Thursday, 18 August 2016: 9:30 AM
Lecture Hall (Monona Terrace Community and Convention Center)
The interaction between atmosphere, sea ice and ocean is goverened by the near-surface fluxes of energy and momentum which depend on the atmospheric transfer coefficients. Over the polar oceans the latter are strongly influenced by sea ice morphology parameters like sea ice concentration, length of floes and melt ponds, ice freeboard and by the atmospheric stability. We apply a parameterization of drag coefficients distinguishing skin drag and form drag by floe and melt pond edges to satellite observed sea ice distributions and discuss first the distribution of neutral drag coefficients over the Antarctic and Arctic Ocean. Due to this parameterization the effective form drag coefficients in a model's grid cell depend on the stratification over sea ice and over open water with stability functions weighted with the respective ice and water fraction.
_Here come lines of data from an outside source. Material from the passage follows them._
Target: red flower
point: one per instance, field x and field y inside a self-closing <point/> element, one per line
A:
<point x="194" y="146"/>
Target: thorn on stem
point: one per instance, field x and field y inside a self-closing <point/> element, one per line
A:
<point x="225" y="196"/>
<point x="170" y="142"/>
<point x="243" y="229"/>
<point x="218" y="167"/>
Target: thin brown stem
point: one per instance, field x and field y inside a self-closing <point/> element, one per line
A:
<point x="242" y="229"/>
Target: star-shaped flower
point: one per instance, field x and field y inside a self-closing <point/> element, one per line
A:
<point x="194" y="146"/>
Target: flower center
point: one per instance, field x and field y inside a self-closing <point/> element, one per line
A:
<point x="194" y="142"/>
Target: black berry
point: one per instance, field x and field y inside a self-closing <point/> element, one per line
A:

Considered stability functions are those used in typical climate and weather prediction models (like ECHAM, ECMWF model) written as a function of the bulk Richardson number (Rib) following the Louis approach. We include here also a new Louis type formulation reproducing stability functions that have been derived on the basis of data from the Surface Heat Budget of the Arctic Ocean (SHEBA) campaign over the Beaufort Sea. It is shown that form drag reacts very sensitive on the used stability function. Differences between results for various stability functions are especially large for strongly stable conditions. Then the effect of stability on the drag coefficients and form drag alone is larger than the geographic variability. It is also shown that during summer with only weak stratification, the stability impact should not be neglected as well.